A decoy type pairs a DecoyType choice with a fake response. The rendering and capture logic is shared by the middleware and the fallback views, so there is exactly one place to add each piece:

  1. Add the choice to DecoyRoute.DecoyType (honeydj/honeypot/models.py) and to HoneyEvent.DecoyType (honeydj/events/models.py) — the event model records the type on every hit. Generate migrations for both.
  2. Add the fake response in render_decoy() (honeydj/honeypot/decoys.py). House rules: convincing content, never a 404, realistic Server/X-Powered-By headers, and make it a terminal page — no redirects that could self-loop when a broad regex route matches the redirect target.
  3. Optionally seed a default route for it in the seed_decoy_routes management command, and add a fallback view/URL in honeydj/honeypot/views.py + urls.py if the path should be trapped even with no DecoyRoute row in the database.
  4. Test both entry points: a middleware-matched request and (if you added one) the fallback view produce identical responses and equivalent events.

Adding a new threat feed adapter

Covered in detail with a full worked example in Threat feeds — writing a custom adapter. The short version:

  1. Subclass ThreatFeedAdapter in honeydj/feeds/adapters/yourfeed.py — implement lookup(ip) returning a ThreatFeedResult or None. Never raise: any network/parse failure is logged and swallowed.
  2. Add a matching choice to ThreatFeedEntry.Source (honeydj/feeds/models.py) + migration — result.source is stored verbatim there.
  3. Append an instance to FEED_REGISTRY in honeydj/feeds/registry.py.
  4. Expose the API key via apply_honeydj_settings' defaults (honeydj/contrib/quickstart.py) so the adapter self-disables cleanly when unconfigured.
  5. Tests: mock the HTTP layer (the suite uses responses); cover the happy path, a 429, a network error, and the unconfigured case.

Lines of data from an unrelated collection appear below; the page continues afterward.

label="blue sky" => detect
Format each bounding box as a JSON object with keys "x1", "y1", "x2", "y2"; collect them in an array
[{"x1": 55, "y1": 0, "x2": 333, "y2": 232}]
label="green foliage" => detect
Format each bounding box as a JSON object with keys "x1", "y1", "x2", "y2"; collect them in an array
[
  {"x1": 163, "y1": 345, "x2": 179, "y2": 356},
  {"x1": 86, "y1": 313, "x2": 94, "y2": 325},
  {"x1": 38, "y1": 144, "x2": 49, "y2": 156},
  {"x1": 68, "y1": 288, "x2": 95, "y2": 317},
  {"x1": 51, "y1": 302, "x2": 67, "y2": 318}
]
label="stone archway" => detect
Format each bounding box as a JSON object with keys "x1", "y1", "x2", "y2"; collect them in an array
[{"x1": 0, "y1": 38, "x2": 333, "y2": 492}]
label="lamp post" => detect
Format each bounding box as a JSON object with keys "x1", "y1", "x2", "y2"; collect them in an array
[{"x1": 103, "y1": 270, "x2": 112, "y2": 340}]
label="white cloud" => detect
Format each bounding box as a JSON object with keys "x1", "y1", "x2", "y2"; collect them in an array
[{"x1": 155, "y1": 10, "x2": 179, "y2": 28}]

Adding a new alert notifier

  1. Write a class in honeydj/alerts/notifiers.py satisfying the Notifier protocol: send(rule, attacker, event) -> bool. Return True only on confirmed delivery; catch your own failures, log, and return False — notifiers never raise (they run on the tail of enrichment). Build the message from the shared _summary_lines() / _build_payload() helpers so every channel reports the same facts.
  2. Add the choice to AlertRule.NotifierType (honeydj/alerts/models.py)
  3. migration, and map it in NOTIFIER_REGISTRY.
  4. Document the expected notifier_config keys (follow the existing pattern: fail with a logged error and False when a required key is missing).
  5. Verify the admin's Send test alert action works with your channel — that's the first thing an operator will try.

PR process and code style

  • Branch from master; open a PR against master. CI (.github/workflows/ci.yml) runs ruff, mypy, and pytest with a coverage gate on every push and PR — all three must pass.
  • Conventional commits: feat:, fix:, refactor:, test:, docs:.
  • Type hints on all functions — the codebase is fully typed and mypy-checked (django-stubs).
  • Django ORM only — no raw SQL unless a migration truly requires it.
  • Celery tasks must be idempotent — retries and duplicate deliveries happen; design for them (see enrich_event for the pattern).
  • No print() — use Django logging (logger = logging.getLogger(__name__)).
  • Tests target 80%+ coverage; new features ship with tests.
  • Docs live in docs/site/ (this site). If your change alters behaviour described here, update the page in the same PR.